Local News

Ground Broken On Downtown Raleigh's Tallest Building

Posted September 27, 2006

— In a few years, downtown Raleigh will get an addition to its skyline.

Ed Fritsch, president and chief executive officer of Highwoods Properties, and Scott Custer, chief executive officer of RBC Centura, hopped on Bobcat machines Tuesday to break ground on the 33-story RBC Plaza, a mixed-use tower in downtown Raleigh.

  • Images Of Tower

    "We've been looking forward to this day for many months, and the excitement of actually breaking ground certainly brings this project to life for us," Custer said. "We are proud to have RBC's name on this new building, which is sure to become a downtown Raleigh landmark."

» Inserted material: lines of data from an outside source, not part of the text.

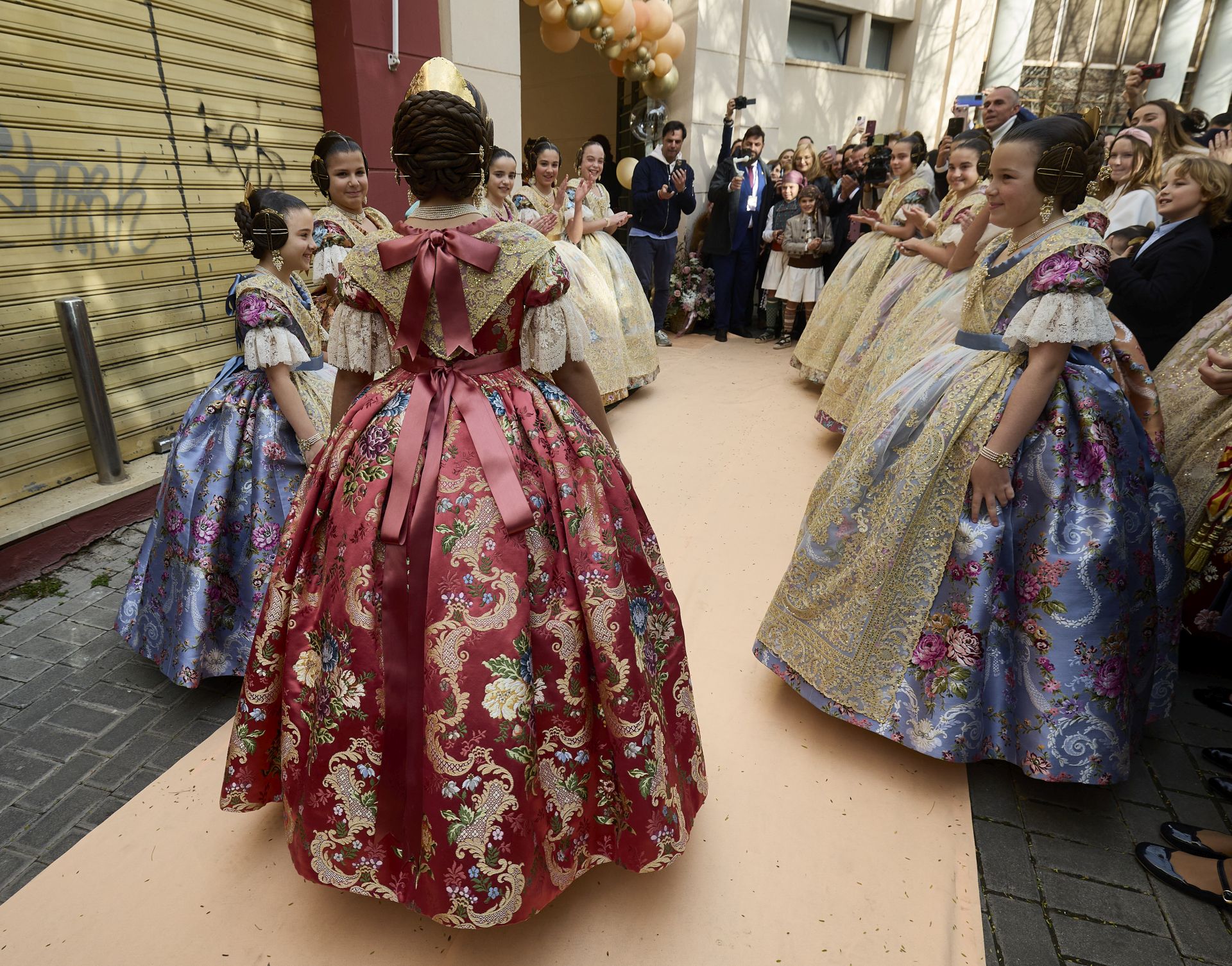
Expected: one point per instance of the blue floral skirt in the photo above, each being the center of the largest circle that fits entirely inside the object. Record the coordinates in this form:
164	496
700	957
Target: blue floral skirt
199	584
1052	638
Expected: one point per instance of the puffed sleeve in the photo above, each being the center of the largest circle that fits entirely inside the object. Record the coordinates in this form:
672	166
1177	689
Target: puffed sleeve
359	337
332	247
554	328
268	338
1066	306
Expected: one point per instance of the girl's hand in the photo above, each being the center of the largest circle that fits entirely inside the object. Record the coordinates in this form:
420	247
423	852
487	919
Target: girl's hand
991	487
545	225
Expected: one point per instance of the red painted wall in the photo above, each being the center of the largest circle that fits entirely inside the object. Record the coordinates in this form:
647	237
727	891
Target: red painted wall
359	94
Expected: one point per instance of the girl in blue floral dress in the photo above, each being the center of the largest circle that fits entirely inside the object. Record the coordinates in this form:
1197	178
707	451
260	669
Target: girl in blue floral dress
991	566
237	461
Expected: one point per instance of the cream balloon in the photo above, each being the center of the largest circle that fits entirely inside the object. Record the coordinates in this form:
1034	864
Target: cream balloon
673	42
658	20
625	169
552	12
662	87
558	37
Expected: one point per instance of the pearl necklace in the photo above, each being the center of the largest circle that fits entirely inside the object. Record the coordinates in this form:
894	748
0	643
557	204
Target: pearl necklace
443	212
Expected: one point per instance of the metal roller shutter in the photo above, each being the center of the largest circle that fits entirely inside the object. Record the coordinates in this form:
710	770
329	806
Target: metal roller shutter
127	130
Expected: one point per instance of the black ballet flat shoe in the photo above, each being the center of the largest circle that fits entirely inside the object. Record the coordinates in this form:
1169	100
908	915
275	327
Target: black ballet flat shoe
1220	786
1157	860
1219	757
1186	838
1215	699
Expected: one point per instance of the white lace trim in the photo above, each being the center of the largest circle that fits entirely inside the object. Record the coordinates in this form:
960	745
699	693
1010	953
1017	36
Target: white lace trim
554	333
1061	317
269	345
360	342
325	263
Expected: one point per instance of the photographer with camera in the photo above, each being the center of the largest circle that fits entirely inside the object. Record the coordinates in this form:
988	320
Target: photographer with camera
742	194
663	190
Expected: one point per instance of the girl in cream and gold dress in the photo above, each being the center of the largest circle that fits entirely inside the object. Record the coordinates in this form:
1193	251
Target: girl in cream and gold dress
989	568
593	234
922	266
851	282
542	205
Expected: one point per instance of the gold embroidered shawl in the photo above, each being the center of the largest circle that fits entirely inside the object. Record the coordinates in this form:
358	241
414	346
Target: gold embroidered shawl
520	248
880	524
308	319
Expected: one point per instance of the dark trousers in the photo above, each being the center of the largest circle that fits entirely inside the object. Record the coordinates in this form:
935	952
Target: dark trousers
652	260
733	282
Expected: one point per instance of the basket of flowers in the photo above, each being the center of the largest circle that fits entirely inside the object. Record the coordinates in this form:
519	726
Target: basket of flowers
693	294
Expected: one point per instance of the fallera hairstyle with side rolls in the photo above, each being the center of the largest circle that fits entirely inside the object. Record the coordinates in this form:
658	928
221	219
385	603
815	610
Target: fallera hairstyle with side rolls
330	143
1070	157
262	219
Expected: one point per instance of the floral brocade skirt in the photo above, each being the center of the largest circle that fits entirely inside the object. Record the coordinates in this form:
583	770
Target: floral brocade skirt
1051	638
193	602
560	729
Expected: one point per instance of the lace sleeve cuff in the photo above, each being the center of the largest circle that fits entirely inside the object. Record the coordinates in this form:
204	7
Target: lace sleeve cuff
552	334
1061	317
325	263
270	345
360	342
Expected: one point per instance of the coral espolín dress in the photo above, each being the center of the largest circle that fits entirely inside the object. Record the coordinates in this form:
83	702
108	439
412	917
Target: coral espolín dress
1047	640
470	726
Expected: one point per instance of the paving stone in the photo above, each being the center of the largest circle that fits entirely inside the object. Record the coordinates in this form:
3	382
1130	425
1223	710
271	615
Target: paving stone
98	615
1111	944
110	695
1199	928
123	764
31	691
1005	860
136	783
1104	865
38	710
64	815
1022	933
16	668
1172	765
992	794
24	769
79	717
19	881
130	726
51	742
60	783
1107	903
1102	831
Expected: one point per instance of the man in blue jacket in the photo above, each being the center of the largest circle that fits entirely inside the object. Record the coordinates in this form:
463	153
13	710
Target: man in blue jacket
662	192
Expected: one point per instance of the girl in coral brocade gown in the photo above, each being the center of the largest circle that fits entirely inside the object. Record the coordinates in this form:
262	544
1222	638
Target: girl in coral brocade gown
468	685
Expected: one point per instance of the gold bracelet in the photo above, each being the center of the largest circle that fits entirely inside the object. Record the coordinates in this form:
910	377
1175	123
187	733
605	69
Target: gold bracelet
1005	461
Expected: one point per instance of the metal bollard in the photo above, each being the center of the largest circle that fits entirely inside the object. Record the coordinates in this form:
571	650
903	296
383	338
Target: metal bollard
92	393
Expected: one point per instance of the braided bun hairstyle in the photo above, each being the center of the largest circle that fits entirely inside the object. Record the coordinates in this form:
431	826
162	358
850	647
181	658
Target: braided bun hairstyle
1070	157
330	143
441	144
262	219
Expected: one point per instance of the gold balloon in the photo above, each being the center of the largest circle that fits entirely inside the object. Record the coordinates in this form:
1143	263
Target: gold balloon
658	20
625	171
673	42
558	38
662	87
552	12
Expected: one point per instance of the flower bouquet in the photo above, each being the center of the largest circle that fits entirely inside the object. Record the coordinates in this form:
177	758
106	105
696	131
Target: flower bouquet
693	294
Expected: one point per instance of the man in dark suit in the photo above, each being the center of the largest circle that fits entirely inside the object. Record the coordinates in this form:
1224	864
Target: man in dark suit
742	194
1154	291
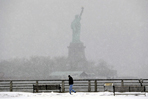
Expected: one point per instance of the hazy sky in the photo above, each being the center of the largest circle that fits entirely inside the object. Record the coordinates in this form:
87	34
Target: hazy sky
113	30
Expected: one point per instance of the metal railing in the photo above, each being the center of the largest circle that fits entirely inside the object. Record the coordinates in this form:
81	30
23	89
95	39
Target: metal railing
80	85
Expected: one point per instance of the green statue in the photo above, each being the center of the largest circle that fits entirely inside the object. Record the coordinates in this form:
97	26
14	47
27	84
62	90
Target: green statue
76	27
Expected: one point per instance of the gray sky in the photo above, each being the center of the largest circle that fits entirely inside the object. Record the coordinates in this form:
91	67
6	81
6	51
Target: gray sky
113	30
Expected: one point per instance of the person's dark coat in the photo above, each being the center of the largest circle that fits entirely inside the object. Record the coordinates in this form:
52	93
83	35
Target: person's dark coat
70	80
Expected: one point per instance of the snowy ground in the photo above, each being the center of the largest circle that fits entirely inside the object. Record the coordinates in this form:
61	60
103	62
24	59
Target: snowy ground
78	95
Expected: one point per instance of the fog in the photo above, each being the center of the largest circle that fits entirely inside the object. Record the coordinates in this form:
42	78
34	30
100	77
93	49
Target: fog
115	31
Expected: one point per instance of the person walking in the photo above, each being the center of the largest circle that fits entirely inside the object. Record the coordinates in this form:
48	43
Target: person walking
71	84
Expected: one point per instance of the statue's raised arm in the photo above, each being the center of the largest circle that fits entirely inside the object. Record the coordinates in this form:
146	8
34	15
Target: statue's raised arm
81	12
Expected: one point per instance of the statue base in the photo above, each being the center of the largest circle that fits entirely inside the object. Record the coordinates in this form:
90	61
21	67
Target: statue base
76	56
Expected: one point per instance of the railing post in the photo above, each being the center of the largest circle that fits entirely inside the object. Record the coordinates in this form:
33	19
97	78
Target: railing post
37	86
63	86
95	85
122	83
141	81
11	86
89	86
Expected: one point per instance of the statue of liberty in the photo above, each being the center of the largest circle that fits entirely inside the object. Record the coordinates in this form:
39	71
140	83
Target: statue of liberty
76	27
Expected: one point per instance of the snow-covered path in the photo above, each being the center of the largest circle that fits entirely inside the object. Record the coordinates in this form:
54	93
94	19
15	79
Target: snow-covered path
78	95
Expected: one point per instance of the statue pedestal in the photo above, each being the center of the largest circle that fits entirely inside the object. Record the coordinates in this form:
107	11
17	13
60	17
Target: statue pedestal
76	56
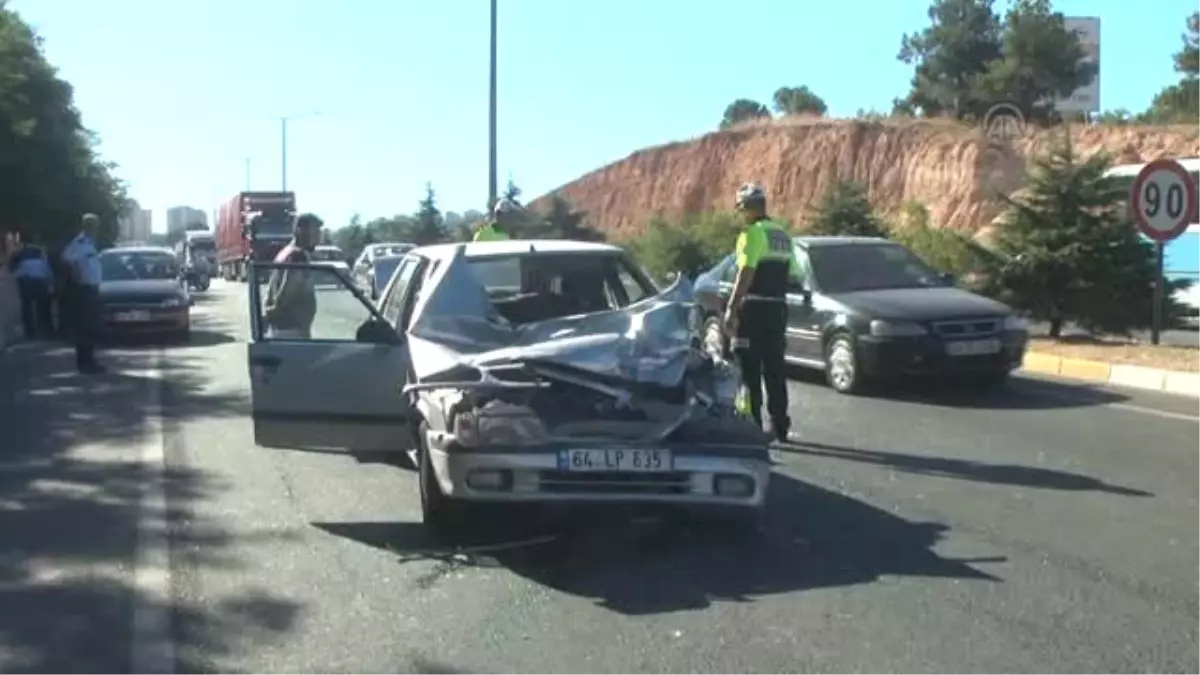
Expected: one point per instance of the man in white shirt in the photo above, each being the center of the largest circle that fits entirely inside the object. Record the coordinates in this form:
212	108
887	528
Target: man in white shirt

    When it is built, the $100 million RBC Plaza will be 540 feet tall and will encompass more than 730,000 square feet of space, including office and retail space, parking and 11 stories of residential condominiums along Martin Street between Fayetteville and Wilmington streets.

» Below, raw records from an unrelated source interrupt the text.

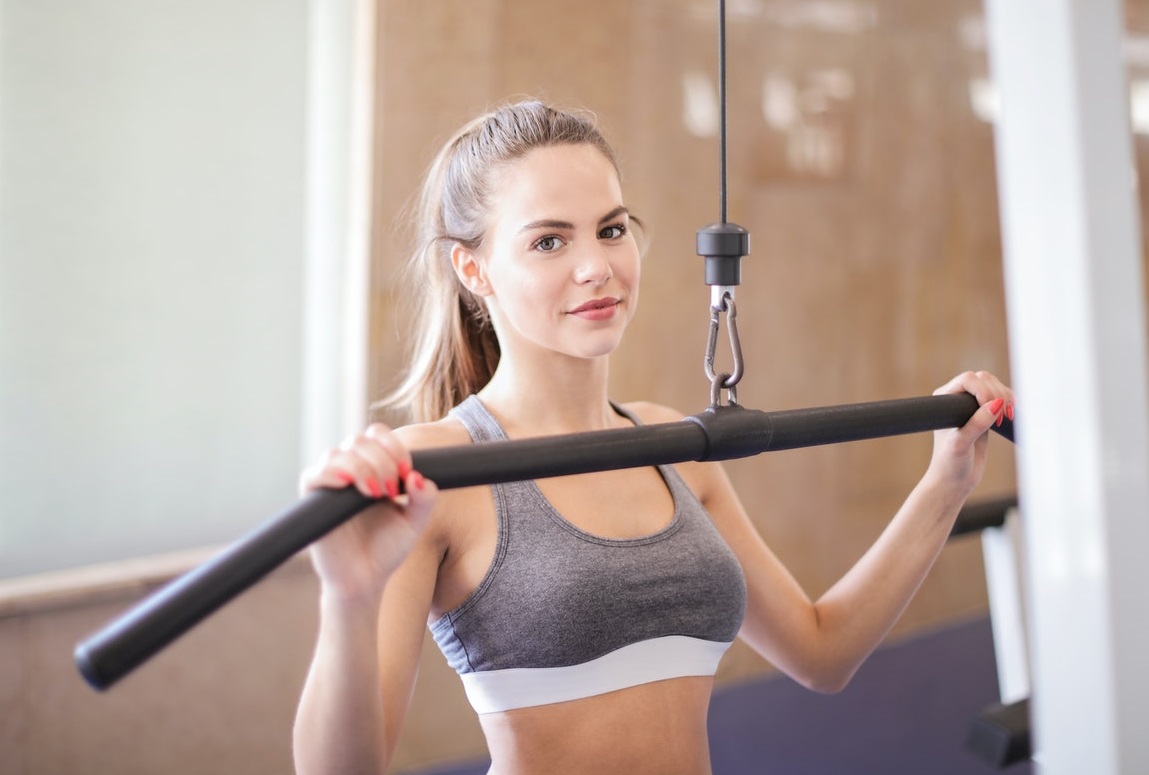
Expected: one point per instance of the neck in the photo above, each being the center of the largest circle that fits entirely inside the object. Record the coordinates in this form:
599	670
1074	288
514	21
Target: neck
561	396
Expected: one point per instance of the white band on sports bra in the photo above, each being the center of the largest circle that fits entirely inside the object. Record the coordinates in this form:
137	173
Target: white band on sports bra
671	657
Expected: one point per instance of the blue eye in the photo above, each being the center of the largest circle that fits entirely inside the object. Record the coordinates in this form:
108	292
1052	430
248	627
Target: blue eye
548	244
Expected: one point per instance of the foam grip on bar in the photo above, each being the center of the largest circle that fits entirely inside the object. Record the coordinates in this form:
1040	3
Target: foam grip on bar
977	516
718	434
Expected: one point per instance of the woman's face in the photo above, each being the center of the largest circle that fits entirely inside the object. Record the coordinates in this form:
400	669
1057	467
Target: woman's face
560	267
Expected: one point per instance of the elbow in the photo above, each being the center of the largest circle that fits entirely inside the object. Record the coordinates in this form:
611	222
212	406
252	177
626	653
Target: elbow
825	678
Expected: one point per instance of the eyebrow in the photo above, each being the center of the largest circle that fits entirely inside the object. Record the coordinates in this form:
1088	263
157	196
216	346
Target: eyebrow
550	223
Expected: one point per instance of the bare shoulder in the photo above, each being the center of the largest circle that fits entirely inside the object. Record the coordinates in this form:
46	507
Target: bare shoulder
650	413
442	432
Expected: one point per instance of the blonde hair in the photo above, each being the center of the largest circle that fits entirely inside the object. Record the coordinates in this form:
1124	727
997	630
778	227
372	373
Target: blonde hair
454	348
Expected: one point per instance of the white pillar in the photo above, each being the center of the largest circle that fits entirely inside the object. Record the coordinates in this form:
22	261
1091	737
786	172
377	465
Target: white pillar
340	90
1078	360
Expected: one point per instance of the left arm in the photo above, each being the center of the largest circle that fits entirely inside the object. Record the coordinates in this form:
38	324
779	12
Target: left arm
820	644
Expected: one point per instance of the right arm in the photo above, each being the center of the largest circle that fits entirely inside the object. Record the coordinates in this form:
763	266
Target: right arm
377	575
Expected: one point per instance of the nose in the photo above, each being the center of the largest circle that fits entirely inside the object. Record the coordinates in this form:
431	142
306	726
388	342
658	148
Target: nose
593	267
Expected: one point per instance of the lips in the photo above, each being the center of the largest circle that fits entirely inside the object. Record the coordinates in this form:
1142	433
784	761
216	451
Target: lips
595	305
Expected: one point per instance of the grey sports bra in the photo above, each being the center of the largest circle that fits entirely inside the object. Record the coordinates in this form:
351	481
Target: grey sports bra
563	614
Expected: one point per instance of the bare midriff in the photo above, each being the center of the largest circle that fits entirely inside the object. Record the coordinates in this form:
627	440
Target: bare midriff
652	729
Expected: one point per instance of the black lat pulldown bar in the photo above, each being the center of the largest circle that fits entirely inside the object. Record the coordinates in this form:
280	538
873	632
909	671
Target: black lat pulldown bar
718	434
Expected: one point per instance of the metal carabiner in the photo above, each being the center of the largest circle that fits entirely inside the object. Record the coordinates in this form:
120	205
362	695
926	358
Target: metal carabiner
724	301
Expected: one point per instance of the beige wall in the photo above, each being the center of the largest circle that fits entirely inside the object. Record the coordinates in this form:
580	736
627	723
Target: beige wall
874	273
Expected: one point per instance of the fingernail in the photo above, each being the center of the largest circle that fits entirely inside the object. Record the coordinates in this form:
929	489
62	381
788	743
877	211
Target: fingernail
373	488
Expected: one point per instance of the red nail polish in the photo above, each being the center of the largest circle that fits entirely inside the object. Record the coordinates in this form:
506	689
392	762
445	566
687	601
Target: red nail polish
372	486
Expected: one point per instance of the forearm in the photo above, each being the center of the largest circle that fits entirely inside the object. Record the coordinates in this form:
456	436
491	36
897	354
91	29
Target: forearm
856	613
340	723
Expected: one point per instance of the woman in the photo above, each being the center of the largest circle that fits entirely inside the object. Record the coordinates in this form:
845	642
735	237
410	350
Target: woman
585	614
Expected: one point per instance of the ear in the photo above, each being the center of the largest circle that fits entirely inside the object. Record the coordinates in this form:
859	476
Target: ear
469	269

    RBC Centura will be the building's anchor tenant, leasing about 130,000 square feet. The building will include 139 condominiums and 563 parking spots. One-, two- and three-bedroom condominium units are already for sale, starting at $200,000.

    Officials said they chose the site because of all the other projects happening downtown.

    "I hope it says we are making a statement about downtown, making a statement about our company," Custer said.

    "We believe in suburban infill not suburban sprawl, building locations in the Southeast that possess great promise for the long-term future," Fritsch said. "Downtown Raleigh fronting our new Fayetteville Street is exactly such a place of promise."

    Construction on the new building is expected to be complete by fall 2008, and about 2,000 people are expected to use the tower daily once open.

    City planners said the tower is going up 33 stories primarily so Highwoods can make the most of the building's small footprint -- it's being built on less than an acre -- than for bragging rights.

    "Today, it's more about economics, making sure you can lease up your commercial space and you can sell the condo units," said Mitch Silver, Raleigh's planning director.